La lutte anti vectorielle (LAV)

Dans le cadre du plan anti-dissémination de la dengue, du chikungunya, du Zika, les opérateurs publics de démoustication gèrent deux choses : la surveillance (à partir d’un réseau de pièges) et la lutte anti vectorielle (LAV).

 

Surveillance épidémiologique

Dans les zones de présence d’Aedes albopictus (niveau albopictus 1), des vecteurs compétents peuvent transmettre des arboviroses d’une personne infectée (hôtes porteurs de virus) à une personne non infectée (hôtes naïfs, non malades).

On procède à la surveillance des malades qui reviennent de zones où il y a des épidémies, mais aussi à la surveillance des cas autochtones en métropole (tant qu’un département n’est pas classé niveau 1, aucune enquête n’est effectuée autour des cas).

Si un patient a de la fièvre en plein été, accompagnée d’une petite éruption de boutons, le médecin traitant peut conclure à une éventuelle dengue. Si le patient n’a jamais voyagé, l’information sera transmise à l’ARS, une enquête sera mise en place et si la présence de moustiques tigres est confirmée, des traitements seront effectués. Il en va de même concernant les gens en provenance des zones d’endémie, souvent porteurs de virus, ce qui donne lieu à des traitements.

 

Autour des cas, une seule solution : la LAV (la lutte anti vectorielle)

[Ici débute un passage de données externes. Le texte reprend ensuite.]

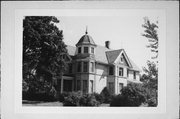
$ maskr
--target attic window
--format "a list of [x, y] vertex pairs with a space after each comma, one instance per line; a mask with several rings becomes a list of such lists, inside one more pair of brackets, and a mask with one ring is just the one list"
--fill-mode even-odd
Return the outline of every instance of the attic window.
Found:
[[88, 47], [84, 47], [84, 53], [88, 53]]

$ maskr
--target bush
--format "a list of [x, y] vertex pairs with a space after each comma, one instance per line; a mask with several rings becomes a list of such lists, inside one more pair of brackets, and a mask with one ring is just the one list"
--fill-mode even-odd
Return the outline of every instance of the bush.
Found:
[[45, 92], [38, 92], [38, 93], [23, 92], [22, 98], [23, 100], [29, 100], [29, 101], [47, 101], [47, 102], [56, 101], [54, 95]]
[[147, 93], [141, 84], [128, 84], [121, 94], [113, 98], [110, 106], [140, 106], [147, 101]]
[[64, 98], [63, 106], [79, 106], [81, 96], [80, 92], [69, 93], [69, 95]]
[[65, 100], [66, 97], [69, 96], [69, 93], [68, 92], [63, 92], [59, 95], [59, 102], [63, 102]]
[[96, 100], [95, 96], [92, 94], [85, 94], [81, 97], [80, 106], [99, 106], [100, 103]]
[[105, 87], [102, 92], [100, 93], [103, 99], [103, 103], [110, 103], [112, 100], [112, 94], [110, 94], [109, 90], [107, 87]]
[[98, 93], [93, 93], [92, 95], [95, 96], [96, 100], [97, 100], [100, 104], [102, 104], [102, 103], [104, 102], [104, 98], [103, 98], [102, 95], [100, 95], [100, 94], [98, 94]]

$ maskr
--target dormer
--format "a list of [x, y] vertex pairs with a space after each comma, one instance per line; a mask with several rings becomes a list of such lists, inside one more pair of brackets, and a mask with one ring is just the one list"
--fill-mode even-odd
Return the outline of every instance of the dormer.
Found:
[[94, 43], [92, 37], [88, 35], [87, 29], [85, 35], [83, 35], [78, 43], [76, 44], [77, 52], [76, 55], [80, 54], [95, 54], [96, 44]]

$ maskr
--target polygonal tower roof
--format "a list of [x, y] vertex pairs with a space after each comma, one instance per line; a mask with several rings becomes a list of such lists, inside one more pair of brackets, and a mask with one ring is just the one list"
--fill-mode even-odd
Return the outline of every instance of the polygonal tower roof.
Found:
[[76, 44], [76, 46], [78, 46], [78, 45], [94, 45], [94, 46], [96, 46], [92, 37], [90, 35], [88, 35], [87, 28], [86, 28], [85, 35], [83, 35], [80, 38], [80, 40], [78, 41], [78, 43]]

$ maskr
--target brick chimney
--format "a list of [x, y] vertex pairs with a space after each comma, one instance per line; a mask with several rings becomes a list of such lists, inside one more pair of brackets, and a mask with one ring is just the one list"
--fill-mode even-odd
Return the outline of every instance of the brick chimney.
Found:
[[110, 49], [110, 41], [105, 41], [105, 47]]

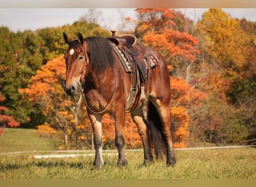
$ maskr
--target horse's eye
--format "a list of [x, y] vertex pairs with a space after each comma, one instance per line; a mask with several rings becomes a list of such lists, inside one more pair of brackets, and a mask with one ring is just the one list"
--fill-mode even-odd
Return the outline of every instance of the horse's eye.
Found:
[[82, 61], [82, 59], [84, 59], [84, 56], [79, 56], [79, 61]]

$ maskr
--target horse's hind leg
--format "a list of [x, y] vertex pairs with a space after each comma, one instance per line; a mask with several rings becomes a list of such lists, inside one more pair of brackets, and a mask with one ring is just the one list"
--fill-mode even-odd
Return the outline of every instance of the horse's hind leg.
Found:
[[176, 159], [172, 147], [170, 107], [168, 105], [164, 104], [165, 102], [161, 99], [151, 99], [151, 102], [156, 108], [158, 114], [159, 114], [162, 122], [162, 133], [166, 141], [166, 165], [174, 165], [176, 164]]
[[124, 166], [127, 165], [127, 161], [125, 159], [125, 136], [124, 136], [124, 111], [120, 110], [115, 113], [115, 144], [118, 150], [118, 166]]
[[138, 126], [138, 134], [141, 138], [144, 149], [144, 165], [147, 165], [153, 161], [151, 147], [150, 144], [147, 126], [143, 120], [141, 107], [138, 107], [131, 111], [133, 121]]
[[103, 132], [102, 132], [102, 123], [101, 123], [101, 115], [94, 115], [88, 114], [91, 123], [92, 124], [93, 132], [94, 132], [94, 144], [95, 148], [95, 159], [94, 165], [96, 168], [101, 168], [104, 165], [103, 159]]

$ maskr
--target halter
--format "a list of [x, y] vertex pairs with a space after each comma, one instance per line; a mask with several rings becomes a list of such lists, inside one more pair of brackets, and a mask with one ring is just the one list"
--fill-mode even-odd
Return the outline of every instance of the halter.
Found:
[[[110, 107], [111, 105], [111, 103], [112, 102], [113, 99], [114, 99], [114, 95], [115, 94], [115, 91], [116, 91], [116, 88], [117, 88], [117, 82], [115, 81], [115, 78], [116, 78], [116, 71], [115, 71], [115, 66], [113, 67], [113, 70], [114, 70], [114, 82], [115, 82], [115, 87], [114, 87], [114, 91], [113, 91], [113, 93], [110, 97], [110, 99], [109, 101], [107, 102], [107, 105], [106, 105], [105, 108], [103, 108], [102, 111], [97, 111], [95, 110], [94, 110], [88, 104], [88, 102], [87, 102], [86, 100], [86, 98], [85, 96], [85, 94], [84, 94], [84, 84], [85, 84], [85, 67], [86, 66], [89, 64], [89, 58], [88, 58], [88, 54], [87, 54], [87, 49], [86, 49], [86, 45], [85, 44], [85, 65], [83, 67], [83, 70], [82, 70], [82, 75], [81, 75], [81, 78], [80, 78], [80, 82], [78, 83], [78, 88], [79, 89], [79, 91], [81, 93], [81, 96], [82, 96], [83, 99], [84, 99], [84, 102], [85, 102], [85, 104], [86, 105], [86, 107], [91, 111], [92, 111], [93, 113], [94, 113], [95, 114], [101, 114], [104, 112], [106, 112], [109, 108]], [[76, 102], [75, 100], [75, 98], [73, 96], [72, 96], [73, 97], [73, 99], [76, 104], [76, 105], [78, 105], [79, 103], [80, 103], [80, 101], [81, 101], [81, 96], [79, 97], [79, 102]]]

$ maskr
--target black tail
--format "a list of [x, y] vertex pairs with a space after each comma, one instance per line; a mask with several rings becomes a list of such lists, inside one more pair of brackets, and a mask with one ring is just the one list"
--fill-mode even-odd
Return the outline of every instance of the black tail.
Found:
[[160, 117], [155, 106], [149, 102], [147, 117], [148, 136], [151, 147], [154, 149], [156, 159], [162, 160], [166, 155], [166, 141], [162, 133]]

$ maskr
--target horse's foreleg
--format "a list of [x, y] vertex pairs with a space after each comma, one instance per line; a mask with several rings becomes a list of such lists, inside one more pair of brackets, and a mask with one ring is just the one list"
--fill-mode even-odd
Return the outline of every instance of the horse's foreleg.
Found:
[[158, 108], [158, 112], [162, 120], [162, 133], [165, 136], [167, 144], [166, 165], [174, 165], [176, 164], [176, 159], [172, 147], [172, 138], [171, 131], [171, 124], [169, 107], [162, 106], [159, 105], [159, 107]]
[[95, 167], [100, 168], [103, 165], [103, 131], [101, 119], [102, 116], [89, 114], [89, 118], [92, 124], [93, 132], [94, 132], [94, 144], [95, 149], [95, 159], [94, 165]]
[[127, 165], [127, 161], [125, 159], [125, 138], [124, 138], [124, 111], [118, 112], [115, 116], [115, 144], [118, 150], [118, 166], [124, 166]]
[[147, 165], [150, 162], [153, 162], [153, 159], [150, 141], [148, 139], [147, 126], [144, 123], [142, 117], [141, 108], [140, 107], [135, 108], [135, 110], [131, 111], [131, 115], [133, 121], [137, 125], [138, 134], [141, 138], [144, 149], [144, 165]]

Sans vaccin et traitements contre les arboviroses, la LAV (la lutte anti vectorielle) reste la seule solution pour prévenir (au mieux) et contenir (au pire) les épidémies de ces maladies à transmission vectorielle.

Les épidémiologistes, qui recueillent les signalements, renseignent ces informations dans une application nationale d’épidémiologie de l’Institut de veille sanitaire : Voozarbo. Elle est interconnectée à l’application nationale SI-LAV du ministère de la Santé. Ainsi, autour des cas virémiques, si l’épidémiologiste demande une intervention des opérateurs publics de démoustication, celle-ci est automatique, l’opérateur etant informé par e-mail.

 

Prospection entomologique

L’opérateur de démoustication doit ensuite confirmer la présence du vecteur où le patient habite ainsi qu’aux endroits où il est passé. Une enquête est ainsi menée par l’ARS pour déterminer les différents lieux où la personne est allée pendant la semaine de virémie. Généralement, il s’agit d’enquêter sur 4 ou 5 lieux par personne, mais il a parfois fallu enquêter sur plus de 30 lieux. Une fois la présence du vecteur confirmée aux endroits où la personne était virémique, il faudra réaliser un traitement de LAV (la lutte anti vectorielle). L’enquête et les traitements se font dans un rayon de 150 m.

 

Préparation de l’intervention

Le tracé prévisionnel de traitement (pédestre et routier) est renseigné dans l’application SI-LAV, ce qui permet d’éditer la carte qui sera envoyée au personnel de la municipalité pour qu’il sache où intervenir et quel discours tenir aux riverains. Ceux-ci seront informés du jour et de l’heure du traitement de LAV (la lutte anti vectorielle), grâce à une distribution de prospectus dans leurs boîtes aux lettres, un document qui contient également un certain nombre de mesures de protection à mettre en place comme l’éloignement des enfants.

La lutte anti vectorielle (LAV)

Les traitements de LAV (la lutte anti vectorielle)

Pour les traitements adulticides, on utilise un pulvérisateur ULV (avec généralement de l’Aqua-Kothrine EW®) monté sur véhicule dans le rayon défini entre 4 et 5 heures du matin. Dans les endroits inaccessibles aux véhicules, le traitement est complété par de la thermonébulisation à chaud (Aqua-Kothrine EW®).